Got it for $299 at Costco and haven't had an issue since. Came with 4 different pods and we're good from the basement to upstairs with the setup. Also have the fastest internet speed from our cable company. No more buffering anywhere.
Best consistency around the domicile.
If you use them, have them hardwired back to the router...better to use ethernet for the backhaul. So basically what NDBob said...
and back to a Gigabit switch.
Research and get a high quality Wifi router to max out physical and spatical channels available for the devices that will need WiFi (phones, tablets, TVs, laptops if you are moving around).
If you can put your ISP device in a bridged mode and let your router handle NAT and everything do that, otherwise use the provider modem for NAT and use the WiFi device as just an access point.
If your house is big enough that the one WiFi device is not providing coverage everywhere you need it, set up a second Access point off of a wired Cat5E to fill in.
As soon as someone explains to me what he said
(Kidding, mostly)
If you are saying your house is wired, eero comes in 3 packs and each can serve as a bridge as each plugs into Ethernet then broadcasts wifi mesh.
in the various locations, I'd have those spots wired for ethernet.
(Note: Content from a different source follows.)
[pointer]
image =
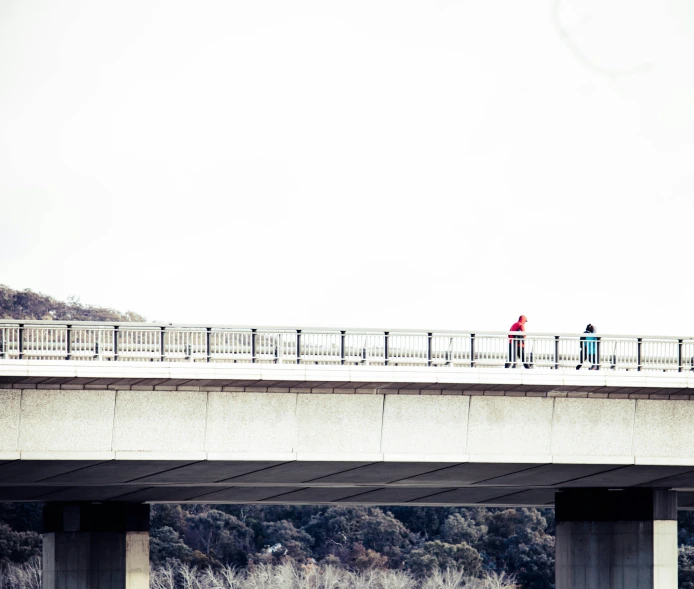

Alternatively, you could setup a MoCa network which will use the coax cable wiring in the house to function as the network. If you need to roam, then a mesh network would probably be best.
If work was subsidizing, I'd probably do both.
Plugging in as many things as possible keeps things reliable regardless of situation. Having multiple mesh APs keeps a single AP from being overloaded with clients.